Brief examples of postcolonial interpretation of literary texts: Homi Bhabha gives us a


wonderful example of the global orientation of postcolonial criticism when he offers a new
way to analyse world literature, not in terms of national traditions, how it generally has been
studied, but in terms of postcolonial themes that could cross national boundaries. Bhabha
suggests that world literature may be studied in terms of the different ways culture has
experienced historical trauma, perhaps such traumas as slavery, revolution, civil war,
oppressive regimes, the loss of cultural identity, and the like. Or world literature might be
seen as the study of the ways in which cultures define themselves by othering groups whom
they demonise or otherwise devalue for that purpose. Or we might analyse world literature by
examining the representation of people and events that occur across cultural boundaries,
rather than within them, such as representations of migrants, political refugees, and colonised
peoples.
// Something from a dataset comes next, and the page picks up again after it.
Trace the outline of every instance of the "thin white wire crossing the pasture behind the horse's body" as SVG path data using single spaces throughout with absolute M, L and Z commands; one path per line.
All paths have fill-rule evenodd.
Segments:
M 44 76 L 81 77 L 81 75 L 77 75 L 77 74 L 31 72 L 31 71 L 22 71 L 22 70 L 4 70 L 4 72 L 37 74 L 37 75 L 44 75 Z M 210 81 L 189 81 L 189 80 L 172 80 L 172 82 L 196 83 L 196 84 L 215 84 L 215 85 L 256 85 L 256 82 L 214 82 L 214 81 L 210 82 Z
The centre of such a study, Bhabha says, would neither be the sovereignty of
national cultures, nor the universalism of human culture, but a focus on...unspoken,
unrepresented pasts that haunt the historical present. That is we might study what world
literature tells us about the personal experience of people whom history has ignored the
disenfranchised, the marginalised, the unhomed such are found in the work of South African
writer Nadine Gordimer and African American writer Toni Morrison.
In other words, the colonialist ideology contained in literature is deposited there by
writers and absorbed by readers without their necessarily realising it.
The task of postcolonial literary criticism is to locate the modes of representations in
which the native is represented in inferior ways. It assumes that colonial writing is racialized
and such literature feeds directly into the colonial intentions. The task of postcolonial literary
studies, thus, is to unpack those literary figures, themes and representations that have enforced
imperialist ideology, colonial dominance and continuing Western dominance. A classic
method in postcolonial literary studies is to uncover the subtexts of Eng.Lit.texts, to probe
beneath the obvious and apparently universal/humanistic/aesthetic themes in order to reveal
their racial, gendered imperial assumptions. This is what Edward Said does in his Jane
Austens Mansfield Park. He reads the work from the victims side. He writes: the
Caribbean plantation in Antigua is linked inextricably to the family fortunes and life in
England and thereby showing how the colony is inseparable from the European country.
Postcolonial literary studies pay attention to the context in which English literary texts
were produced and to the workings of colonial ideologies in those texts. Thus reinterpretation is an important strategy in postcolonial criticism. Chinua Achebe reinterpreted
Conrads Heart of Darkness (1902) by arguing that he had no interest in Africans, and
reduced them, in this novel, to animal and dehumanized images. The relevance of this study
is: it questioned the earlier praise of the novel as pro African.